Objectifs et limites de la recherche

Cette dernière partie de la thèse est donc conçue dans le but d’apporter une réponse à la question de savoir s’il est possible de parler d’émergence d’un espace alpin en référence à une problématique spécifique des transports alpins. En s’appuyant sur une analyse prenant en compte tant les outils techniques de mesure nécessaires à l’élaboration politique que l’évolution des politiques de transport étudiées et mises en place à l’échelle alpine, nous tâcherons de retrouver les éléments explicatifs de l’émergence et affirmation d’un « espace alpin des transports » et d’analyser les enjeux de la construction d’un nouvel espace de coordination politique au sein du territoire européen.

Les formes de coopération et d’échange entre les régions alpines dans les activités d’étude et d’élaboration politique amènent effectivement à s’interroger sur la portée de ces expériences quant à l’affirmation d’un nouvel espace géopolitique.

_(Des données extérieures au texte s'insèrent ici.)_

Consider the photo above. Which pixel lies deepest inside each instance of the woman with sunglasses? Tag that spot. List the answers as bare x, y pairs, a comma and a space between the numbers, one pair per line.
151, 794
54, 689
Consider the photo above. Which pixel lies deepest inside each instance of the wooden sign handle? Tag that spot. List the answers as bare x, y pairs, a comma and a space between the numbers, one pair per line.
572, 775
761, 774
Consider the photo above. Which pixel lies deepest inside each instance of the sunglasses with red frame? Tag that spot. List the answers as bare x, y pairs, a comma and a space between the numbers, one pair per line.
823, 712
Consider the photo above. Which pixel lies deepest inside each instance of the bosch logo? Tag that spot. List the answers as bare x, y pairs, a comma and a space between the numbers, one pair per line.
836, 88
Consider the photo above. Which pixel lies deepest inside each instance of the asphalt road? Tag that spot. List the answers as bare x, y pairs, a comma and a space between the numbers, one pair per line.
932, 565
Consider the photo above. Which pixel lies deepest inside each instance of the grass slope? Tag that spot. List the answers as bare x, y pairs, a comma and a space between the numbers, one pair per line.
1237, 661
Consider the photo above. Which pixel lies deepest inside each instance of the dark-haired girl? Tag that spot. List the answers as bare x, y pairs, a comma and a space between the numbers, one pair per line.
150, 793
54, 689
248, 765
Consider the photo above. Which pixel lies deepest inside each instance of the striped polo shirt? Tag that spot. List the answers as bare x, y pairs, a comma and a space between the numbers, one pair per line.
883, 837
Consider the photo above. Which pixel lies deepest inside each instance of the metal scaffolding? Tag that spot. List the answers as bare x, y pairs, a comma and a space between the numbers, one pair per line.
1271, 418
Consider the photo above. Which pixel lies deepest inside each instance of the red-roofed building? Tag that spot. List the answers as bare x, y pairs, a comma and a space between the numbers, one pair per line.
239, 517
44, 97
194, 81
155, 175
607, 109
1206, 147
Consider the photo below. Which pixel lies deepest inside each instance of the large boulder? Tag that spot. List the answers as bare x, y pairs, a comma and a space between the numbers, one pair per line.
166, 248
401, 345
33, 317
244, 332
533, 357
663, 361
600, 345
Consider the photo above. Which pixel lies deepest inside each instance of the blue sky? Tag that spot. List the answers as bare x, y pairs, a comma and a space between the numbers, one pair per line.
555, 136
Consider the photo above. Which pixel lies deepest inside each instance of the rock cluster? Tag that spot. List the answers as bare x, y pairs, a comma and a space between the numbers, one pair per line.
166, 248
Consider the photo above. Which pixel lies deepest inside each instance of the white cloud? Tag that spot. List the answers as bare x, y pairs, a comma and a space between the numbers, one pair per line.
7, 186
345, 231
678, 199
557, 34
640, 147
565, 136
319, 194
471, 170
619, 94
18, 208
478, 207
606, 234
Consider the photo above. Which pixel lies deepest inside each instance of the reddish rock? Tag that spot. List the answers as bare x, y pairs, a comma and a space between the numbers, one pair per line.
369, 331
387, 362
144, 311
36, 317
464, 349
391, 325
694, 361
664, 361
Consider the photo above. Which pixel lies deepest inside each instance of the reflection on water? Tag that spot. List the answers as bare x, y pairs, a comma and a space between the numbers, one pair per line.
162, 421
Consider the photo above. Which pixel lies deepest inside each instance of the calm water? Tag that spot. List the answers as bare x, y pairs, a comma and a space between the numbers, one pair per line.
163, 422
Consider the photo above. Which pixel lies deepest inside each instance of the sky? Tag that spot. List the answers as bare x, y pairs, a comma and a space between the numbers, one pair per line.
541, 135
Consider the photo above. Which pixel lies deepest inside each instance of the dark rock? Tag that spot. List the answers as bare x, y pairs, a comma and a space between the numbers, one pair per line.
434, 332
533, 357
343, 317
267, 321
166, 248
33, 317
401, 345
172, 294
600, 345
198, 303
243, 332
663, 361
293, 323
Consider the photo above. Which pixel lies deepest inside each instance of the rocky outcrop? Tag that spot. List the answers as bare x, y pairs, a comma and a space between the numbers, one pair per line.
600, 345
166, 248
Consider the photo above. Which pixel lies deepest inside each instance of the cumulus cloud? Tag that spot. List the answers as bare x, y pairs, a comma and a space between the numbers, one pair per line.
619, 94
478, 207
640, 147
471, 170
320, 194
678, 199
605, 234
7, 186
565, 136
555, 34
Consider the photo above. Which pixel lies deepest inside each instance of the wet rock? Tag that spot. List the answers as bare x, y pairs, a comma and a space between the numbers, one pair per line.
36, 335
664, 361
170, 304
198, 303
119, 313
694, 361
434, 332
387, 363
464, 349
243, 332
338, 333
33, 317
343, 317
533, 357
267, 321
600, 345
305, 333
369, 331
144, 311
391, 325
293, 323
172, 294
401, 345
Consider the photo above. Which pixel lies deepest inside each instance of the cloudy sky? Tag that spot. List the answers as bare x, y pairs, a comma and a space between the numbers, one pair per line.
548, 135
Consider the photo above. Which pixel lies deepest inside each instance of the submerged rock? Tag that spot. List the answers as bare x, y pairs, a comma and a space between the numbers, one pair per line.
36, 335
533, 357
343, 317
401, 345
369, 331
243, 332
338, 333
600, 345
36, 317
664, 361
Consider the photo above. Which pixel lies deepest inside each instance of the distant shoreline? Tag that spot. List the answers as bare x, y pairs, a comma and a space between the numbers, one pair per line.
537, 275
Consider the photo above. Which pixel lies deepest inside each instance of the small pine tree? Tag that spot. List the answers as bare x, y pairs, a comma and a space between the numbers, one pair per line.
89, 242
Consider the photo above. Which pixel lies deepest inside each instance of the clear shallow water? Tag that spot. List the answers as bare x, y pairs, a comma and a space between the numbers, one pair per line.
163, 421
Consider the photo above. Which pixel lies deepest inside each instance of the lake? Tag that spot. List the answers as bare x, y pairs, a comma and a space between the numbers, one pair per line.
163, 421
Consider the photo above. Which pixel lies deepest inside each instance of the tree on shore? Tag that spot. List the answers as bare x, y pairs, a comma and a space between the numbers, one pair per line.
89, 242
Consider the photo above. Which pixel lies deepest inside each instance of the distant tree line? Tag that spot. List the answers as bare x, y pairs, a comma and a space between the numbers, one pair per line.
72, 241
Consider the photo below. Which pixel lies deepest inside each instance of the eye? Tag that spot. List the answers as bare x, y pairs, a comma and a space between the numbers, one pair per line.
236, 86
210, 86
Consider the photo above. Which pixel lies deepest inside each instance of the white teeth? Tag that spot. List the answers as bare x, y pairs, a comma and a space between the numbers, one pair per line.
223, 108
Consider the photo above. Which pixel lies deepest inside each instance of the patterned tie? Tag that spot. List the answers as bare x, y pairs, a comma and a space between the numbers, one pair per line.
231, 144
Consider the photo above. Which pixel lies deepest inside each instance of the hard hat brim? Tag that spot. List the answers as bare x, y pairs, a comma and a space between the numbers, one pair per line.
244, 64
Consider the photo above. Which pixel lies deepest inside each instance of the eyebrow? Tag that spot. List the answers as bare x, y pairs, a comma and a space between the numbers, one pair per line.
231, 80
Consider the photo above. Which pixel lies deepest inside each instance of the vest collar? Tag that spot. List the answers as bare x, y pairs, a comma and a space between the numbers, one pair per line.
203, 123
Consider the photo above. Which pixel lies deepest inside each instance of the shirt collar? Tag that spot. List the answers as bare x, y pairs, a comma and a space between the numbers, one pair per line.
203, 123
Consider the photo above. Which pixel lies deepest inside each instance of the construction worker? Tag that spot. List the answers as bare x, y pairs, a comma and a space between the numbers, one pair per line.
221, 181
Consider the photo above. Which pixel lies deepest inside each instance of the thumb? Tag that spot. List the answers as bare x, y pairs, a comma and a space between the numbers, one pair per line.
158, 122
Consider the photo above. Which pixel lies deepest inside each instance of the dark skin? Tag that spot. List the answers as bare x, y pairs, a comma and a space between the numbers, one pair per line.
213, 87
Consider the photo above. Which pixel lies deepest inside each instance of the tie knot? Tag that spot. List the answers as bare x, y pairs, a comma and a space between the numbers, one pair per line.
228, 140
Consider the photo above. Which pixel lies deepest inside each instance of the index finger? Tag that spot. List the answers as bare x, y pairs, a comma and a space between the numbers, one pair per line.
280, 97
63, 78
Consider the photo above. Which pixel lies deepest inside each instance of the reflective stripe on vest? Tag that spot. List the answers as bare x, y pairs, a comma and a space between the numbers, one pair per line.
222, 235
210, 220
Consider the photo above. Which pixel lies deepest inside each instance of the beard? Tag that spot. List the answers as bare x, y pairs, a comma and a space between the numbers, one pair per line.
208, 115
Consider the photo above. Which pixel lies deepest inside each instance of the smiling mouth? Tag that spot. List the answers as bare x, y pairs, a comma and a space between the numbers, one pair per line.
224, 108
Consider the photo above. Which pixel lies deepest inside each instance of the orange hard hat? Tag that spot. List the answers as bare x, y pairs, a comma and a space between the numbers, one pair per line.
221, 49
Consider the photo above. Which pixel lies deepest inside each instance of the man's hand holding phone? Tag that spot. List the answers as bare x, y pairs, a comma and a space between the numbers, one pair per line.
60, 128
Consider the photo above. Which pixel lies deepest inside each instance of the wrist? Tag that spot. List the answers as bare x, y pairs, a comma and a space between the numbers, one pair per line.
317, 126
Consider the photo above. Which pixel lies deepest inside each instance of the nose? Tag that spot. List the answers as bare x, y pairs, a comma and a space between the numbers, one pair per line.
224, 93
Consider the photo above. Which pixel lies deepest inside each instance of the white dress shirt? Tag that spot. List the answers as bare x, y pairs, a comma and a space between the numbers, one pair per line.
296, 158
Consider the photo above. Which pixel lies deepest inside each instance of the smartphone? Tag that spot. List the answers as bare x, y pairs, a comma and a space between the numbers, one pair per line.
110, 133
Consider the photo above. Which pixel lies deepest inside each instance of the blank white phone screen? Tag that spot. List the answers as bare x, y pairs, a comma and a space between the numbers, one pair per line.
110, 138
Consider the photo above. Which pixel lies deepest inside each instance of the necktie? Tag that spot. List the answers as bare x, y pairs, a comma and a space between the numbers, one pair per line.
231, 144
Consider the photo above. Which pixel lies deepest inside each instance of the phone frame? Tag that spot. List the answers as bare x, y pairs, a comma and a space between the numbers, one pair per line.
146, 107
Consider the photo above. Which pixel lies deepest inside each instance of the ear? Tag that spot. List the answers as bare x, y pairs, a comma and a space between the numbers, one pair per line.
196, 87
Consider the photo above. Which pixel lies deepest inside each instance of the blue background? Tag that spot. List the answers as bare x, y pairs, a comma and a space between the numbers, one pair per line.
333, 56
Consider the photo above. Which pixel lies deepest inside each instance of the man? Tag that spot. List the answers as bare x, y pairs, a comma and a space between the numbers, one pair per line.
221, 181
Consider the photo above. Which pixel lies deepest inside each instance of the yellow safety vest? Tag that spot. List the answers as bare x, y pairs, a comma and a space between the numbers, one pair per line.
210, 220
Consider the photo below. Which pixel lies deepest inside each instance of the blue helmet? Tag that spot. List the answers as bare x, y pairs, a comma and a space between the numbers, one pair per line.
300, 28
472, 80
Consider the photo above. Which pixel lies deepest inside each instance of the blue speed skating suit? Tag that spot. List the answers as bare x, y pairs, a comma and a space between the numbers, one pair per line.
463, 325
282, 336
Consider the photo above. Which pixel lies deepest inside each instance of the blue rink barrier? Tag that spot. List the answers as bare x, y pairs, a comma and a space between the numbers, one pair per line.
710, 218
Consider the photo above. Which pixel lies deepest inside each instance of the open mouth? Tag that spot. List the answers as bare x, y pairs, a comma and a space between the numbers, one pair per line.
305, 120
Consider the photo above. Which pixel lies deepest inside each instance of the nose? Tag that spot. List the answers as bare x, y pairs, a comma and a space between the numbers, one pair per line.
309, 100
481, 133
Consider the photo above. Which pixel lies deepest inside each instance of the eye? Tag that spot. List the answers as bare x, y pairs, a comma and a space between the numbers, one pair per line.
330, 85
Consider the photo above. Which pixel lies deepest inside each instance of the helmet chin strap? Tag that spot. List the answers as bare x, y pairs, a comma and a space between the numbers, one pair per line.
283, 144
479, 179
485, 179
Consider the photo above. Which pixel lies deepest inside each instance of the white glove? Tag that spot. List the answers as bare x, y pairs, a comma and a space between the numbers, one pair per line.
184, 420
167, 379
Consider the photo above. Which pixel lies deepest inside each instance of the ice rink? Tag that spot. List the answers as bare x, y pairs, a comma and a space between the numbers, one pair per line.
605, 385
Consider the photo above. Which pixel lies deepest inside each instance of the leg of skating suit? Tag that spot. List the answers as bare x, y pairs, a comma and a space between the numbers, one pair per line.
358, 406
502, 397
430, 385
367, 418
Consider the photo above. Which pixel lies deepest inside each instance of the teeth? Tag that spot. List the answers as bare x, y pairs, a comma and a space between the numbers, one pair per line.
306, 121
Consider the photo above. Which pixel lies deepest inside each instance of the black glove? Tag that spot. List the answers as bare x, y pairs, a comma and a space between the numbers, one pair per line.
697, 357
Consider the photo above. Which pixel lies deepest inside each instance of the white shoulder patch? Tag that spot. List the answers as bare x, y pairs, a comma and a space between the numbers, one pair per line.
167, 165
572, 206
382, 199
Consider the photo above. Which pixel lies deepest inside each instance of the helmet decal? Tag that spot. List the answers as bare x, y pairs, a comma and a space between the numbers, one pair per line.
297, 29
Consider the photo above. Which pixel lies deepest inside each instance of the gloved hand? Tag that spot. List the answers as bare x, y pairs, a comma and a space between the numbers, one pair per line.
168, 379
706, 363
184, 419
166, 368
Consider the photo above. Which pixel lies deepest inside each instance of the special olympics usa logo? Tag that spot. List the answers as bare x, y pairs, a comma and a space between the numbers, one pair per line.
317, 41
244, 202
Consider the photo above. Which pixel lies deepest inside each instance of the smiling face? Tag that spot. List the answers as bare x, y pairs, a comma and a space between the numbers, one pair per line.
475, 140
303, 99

Nous sommes conscients du fait que ces expériences de coordination touchent un ensemble vaste de thèmes et de domaines, tels que l’environnement, les secteurs économiques ou de questions culturelles et de société, et que, par conséquent, l’analyse de l’émergence d’un nouvel espace géopolitique ne peut se résumer à la prise en compte des problématiques relatives aux transports. Néanmoins, plusieurs raisons nous ont conduit à effectuer ce choix.

Tout d’abord, la question des transports et des trafics qui affectent l’arc alpin revête un rôle important pour les territoires de cet espace, qui en ont fait l’un des thèmes centraux dans les débats et les dispositifs de concertation. Ainsi, par exemple, les travaux issus de la Convention alpine, l’accord-cadre signé par les huit pays de l’arc alpin en 1991 et visant la protection des Alpes, ont largement porté sur les transports, malgré le fait que le traité soit aussi composé de protocoles d’application dans sept autres domaines d’intervention.

Ensuite, la focalisation sur les questions de transport nous permet d’aborder aussi d’autres domaines importants de l’argumentation et de la construction d’une coopération alpine, notamment les questions environnementales. En effet, les transports ne sont pas simplement un enjeu technique, mais ils se situent à la frontière de plusieurs autres domaines. Les décisions concernant les transports font se croiser des considérations environnementales, économiques et de protection des territoires, avec des questions sociales, culturelles et démographiques. Ainsi, la prise en compte de la seule dimension des transports dans la construction d’un espace alpin représente une simplification à la fois nécessaire par rapport aux objectifs de cette thèse et satisfaisante par ce qu’elle permet de voir, les questions de transport touchant la plupart des thèmes portants qui ont présidé à la construction d’un espace alpin. L’argumentation mobilisée dans le cadre, par exemple, de la création de la Convention alpine fait appel à la nécessité « d’harmoniser les politiques des pays signataires en vue de concilier les intérêts économiques en jeu dans le massif alpin avec les exigences de protection d’un patrimoine naturel menacé » (Convention alpine, 2006). Dès lors, la négociation d’une politique des transports partagée à l’échelle alpine est censée apporter une réponse à cette double exigence. Elle est conçue dans l’optique de trouver un point de compromis entre ces deux objectifs souvent contradictoires qui sont défendus par l’ensemble des acteurs alpins, même si avec des proportions et un ordre de priorité des différentes considérations à prendre en compte variable selon les territoires et les acteurs concernés.

Enfin, la dernière raison tient à la place qu’occupe cette partie de la recherche dans le plan général de la thèse. L’analyse que nous allons conduire dans cette partie du travail ne se propose pas le même objectif d’exhaustivité que la partie précédente. Il ne s’agit pas de conduire une analyse du processus de la coopération technique et politique alpine à l’image de celle développée pour étudier le processus décisionnel du projet Lyon-Turin. L’objectif ici est de pouvoir compléter et vérifier les résultats issus de l’étude de cas. Il s’agira donc de retrouver, à travers une revue critique des dispositifs alpins de mesure et d’observation des trafics et des expériences alpines d’élaboration et négociation politique en matière de transports, les éléments qui permettent de confirmer et d’expliquer l’émerge d’un espace alpin des transports. Cette partie doit permettre de détailler la description de ce processus d’alpinisation que nous avons lu à travers l’évolution du projet Lyon-Turin, en prenant en compte l’ensemble des acteurs concernés par cette construction, les enjeux qui y sont attachés, les arguments et les thèmes mobilisés dans ce cadre. Elle peut donc être considérée comme une conclusion et généralisation de l’étude de cas et une ouverture pour des recherches et des réflexions ultérieures.